The engine implements two-parameter location-scale fits for Gaussian responses (mean and log-σ), Binomial responses (logit-p and a variance-modulating log-scale term), and survival responses (log-hazard location and log-scale). It is not a full multi-parameter GAMLSS implementation: no separate skewness or kurtosis submodels.

Use it when:

  • The residual scale varies with covariates (heteroscedasticity).
  • Prediction intervals need to widen or narrow with x.
  • A survival model has a non-proportional shape that benefits from a covariate-dependent scale.

Specifying the scale submodel

The scale formula is passed via the noise_formula key in config:

gamfit.fit(
    df,
    "y ~ s(x1) + s(x2)",
    config={"noise_formula": "s(x1)"},
)

The main formula models the location. noise_formula models the log-scale. Both formulas refer to columns of the same input table. The CLI flag is --predict-noise:

gam fit data.csv 'y ~ s(x1) + s(x2)' --predict-noise 's(x1)' --out model.gam

This is supported for:

  • Gaussian location-scale: joint mean and log-σ.
  • Binomial location-scale: joint logit-p and a log-scale variance term.
  • Survival location-scale: pair with survival_likelihood="location-scale":
gamfit.fit(
    df,
    "Surv(entry, exit, event) ~ s(age) + bmi",
    survival_likelihood="location-scale",
    config={"noise_formula": "s(age)"},
)

--predict-noise cannot be combined with --logslope-formula / --z-column, with --transformation-normal, or with --firth.

Prediction

A Gaussian location-scale fit returns the same columns as a standard Gaussian fit:

preds = model.predict(test_df, interval=0.95)
# Columns: eta, mean, effective_se, mean_lower, mean_upper

effective_se is the delta-method standard error on the linear predictor. mean_lower / mean_upper are response-scale pointwise Wald bands at the requested interval.

For survival location-scale, predictions return a SurvivalPrediction. Pass with_uncertainty=True to get delta-method standard errors on the survival surface and linear predictor:

pred = model.predict(test_df, with_uncertainty=True)
S    = pred.survival_at([1, 5, 10])
se_S = pred.survival_se_at([1, 5, 10])

Posterior sampling

Location-scale models use the Gaussian Laplace approximation in Model.sample(...) because the predictive linear predictor is non-linear in the joint coefficient vector. The returned PosteriorSamples has method == "laplace", rhat == 1.0, and predictive bands flow through the same .predict(...) interface. See posterior-sampling.md.

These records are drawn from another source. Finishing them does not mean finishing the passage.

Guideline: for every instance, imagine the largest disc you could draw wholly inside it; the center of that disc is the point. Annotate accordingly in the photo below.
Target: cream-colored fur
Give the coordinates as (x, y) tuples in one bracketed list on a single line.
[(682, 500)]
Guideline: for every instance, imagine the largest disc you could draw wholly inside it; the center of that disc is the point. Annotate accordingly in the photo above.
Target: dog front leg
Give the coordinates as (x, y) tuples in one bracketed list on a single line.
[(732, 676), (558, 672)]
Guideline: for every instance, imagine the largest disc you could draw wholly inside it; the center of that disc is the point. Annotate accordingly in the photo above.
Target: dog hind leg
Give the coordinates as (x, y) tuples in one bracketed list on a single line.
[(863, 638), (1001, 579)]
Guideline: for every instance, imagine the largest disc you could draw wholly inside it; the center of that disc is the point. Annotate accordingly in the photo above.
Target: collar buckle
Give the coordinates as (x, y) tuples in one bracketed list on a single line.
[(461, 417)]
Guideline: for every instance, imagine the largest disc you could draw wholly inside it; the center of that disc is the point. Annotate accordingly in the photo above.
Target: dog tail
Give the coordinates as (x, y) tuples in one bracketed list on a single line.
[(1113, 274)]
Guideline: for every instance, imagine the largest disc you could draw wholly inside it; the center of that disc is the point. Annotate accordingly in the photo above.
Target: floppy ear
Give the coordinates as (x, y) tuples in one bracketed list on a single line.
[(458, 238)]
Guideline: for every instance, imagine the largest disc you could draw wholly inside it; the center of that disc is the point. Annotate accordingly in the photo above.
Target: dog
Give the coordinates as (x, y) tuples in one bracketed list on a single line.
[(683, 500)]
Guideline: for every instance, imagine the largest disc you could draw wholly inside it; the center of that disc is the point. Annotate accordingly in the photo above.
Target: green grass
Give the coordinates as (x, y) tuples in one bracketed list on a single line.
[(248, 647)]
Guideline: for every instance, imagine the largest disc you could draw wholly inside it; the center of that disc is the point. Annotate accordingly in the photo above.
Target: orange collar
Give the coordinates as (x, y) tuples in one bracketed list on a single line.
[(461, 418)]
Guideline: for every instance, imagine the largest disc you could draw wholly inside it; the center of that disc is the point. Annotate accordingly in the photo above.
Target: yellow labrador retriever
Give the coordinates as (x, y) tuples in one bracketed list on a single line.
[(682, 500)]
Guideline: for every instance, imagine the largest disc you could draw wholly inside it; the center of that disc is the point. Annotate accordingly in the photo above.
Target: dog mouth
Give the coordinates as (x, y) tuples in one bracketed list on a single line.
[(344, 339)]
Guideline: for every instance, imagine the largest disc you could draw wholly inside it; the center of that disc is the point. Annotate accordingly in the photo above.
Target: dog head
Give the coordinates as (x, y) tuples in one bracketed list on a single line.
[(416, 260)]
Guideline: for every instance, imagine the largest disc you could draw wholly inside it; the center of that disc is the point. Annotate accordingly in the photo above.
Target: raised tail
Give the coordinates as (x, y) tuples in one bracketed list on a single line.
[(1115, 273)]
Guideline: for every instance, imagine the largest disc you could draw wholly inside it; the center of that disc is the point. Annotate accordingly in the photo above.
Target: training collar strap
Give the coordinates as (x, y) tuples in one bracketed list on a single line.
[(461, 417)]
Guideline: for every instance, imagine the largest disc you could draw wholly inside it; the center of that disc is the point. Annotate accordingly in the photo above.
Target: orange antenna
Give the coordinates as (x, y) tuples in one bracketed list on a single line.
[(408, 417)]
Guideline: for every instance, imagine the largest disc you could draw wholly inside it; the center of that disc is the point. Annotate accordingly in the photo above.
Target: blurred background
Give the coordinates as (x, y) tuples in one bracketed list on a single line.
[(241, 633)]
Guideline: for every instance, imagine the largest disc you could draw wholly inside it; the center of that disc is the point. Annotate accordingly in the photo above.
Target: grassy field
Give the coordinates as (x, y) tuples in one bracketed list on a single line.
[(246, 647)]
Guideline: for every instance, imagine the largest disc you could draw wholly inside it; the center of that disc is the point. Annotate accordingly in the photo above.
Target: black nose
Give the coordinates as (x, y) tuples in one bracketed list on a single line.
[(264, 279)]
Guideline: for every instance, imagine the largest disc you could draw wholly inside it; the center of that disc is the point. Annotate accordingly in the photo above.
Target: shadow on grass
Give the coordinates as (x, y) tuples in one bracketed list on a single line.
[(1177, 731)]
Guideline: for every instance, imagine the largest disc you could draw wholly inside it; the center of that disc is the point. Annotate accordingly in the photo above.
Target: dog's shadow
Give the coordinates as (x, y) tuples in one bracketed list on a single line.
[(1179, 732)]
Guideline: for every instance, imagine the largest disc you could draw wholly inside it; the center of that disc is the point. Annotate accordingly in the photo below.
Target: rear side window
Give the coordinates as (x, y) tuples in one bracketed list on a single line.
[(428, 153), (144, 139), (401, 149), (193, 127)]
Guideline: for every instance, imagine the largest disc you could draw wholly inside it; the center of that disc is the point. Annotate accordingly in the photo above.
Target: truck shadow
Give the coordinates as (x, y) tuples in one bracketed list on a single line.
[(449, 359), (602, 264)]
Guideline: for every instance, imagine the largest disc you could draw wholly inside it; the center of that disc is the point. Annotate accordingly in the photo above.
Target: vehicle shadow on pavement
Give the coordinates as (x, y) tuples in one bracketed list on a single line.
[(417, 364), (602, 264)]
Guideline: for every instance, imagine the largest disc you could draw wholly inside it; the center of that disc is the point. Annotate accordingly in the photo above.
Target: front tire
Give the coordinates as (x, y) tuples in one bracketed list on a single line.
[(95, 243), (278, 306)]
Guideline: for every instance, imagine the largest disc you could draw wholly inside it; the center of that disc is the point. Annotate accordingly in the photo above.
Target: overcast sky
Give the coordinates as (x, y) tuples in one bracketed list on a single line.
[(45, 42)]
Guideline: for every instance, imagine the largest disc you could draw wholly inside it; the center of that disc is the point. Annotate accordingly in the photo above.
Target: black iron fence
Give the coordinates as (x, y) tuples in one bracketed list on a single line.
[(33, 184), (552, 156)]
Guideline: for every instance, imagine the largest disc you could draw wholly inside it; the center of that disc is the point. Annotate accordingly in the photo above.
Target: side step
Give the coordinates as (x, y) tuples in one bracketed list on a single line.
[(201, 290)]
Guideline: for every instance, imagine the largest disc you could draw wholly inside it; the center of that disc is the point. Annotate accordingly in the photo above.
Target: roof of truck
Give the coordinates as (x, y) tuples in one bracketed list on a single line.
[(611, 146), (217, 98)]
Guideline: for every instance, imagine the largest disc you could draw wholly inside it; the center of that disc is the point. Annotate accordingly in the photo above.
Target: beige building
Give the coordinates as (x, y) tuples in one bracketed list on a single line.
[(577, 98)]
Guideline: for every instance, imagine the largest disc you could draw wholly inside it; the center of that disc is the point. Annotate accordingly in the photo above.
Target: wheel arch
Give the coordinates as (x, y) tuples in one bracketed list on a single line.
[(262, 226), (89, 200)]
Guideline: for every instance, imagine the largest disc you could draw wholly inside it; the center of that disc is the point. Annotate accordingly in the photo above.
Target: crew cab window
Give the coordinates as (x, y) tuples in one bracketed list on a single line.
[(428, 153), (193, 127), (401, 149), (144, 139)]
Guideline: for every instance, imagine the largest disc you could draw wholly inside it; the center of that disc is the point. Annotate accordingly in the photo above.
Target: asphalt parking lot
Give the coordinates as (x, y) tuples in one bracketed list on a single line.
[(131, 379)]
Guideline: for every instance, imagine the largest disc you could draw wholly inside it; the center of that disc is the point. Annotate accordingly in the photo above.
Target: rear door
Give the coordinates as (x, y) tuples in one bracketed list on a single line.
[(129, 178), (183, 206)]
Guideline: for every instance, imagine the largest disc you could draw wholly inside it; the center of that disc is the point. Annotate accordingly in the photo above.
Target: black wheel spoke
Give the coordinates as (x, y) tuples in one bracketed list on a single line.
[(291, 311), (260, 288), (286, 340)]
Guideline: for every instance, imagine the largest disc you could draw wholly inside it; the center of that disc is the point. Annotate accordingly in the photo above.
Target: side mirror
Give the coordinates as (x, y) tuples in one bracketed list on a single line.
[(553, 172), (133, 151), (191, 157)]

Location-scale versus conditional transformation

For heteroscedastic but otherwise Gaussian-shaped residuals, use location-scale. For residuals whose entire conditional distribution deviates from Gaussian (skew, heavy tails), use transformation_normal=True to fit a conditional transformation model that maps the response to N(0, 1) given covariates; see marginal-slope.md.

Guidance:

  • Variance varies with x, residuals otherwise Gaussian: Gaussian location-scale.
  • Mean and scale both depend on x: location-scale.
  • The whole conditional distribution is non-Gaussian: transformation-normal, optionally combined with marginal-slope.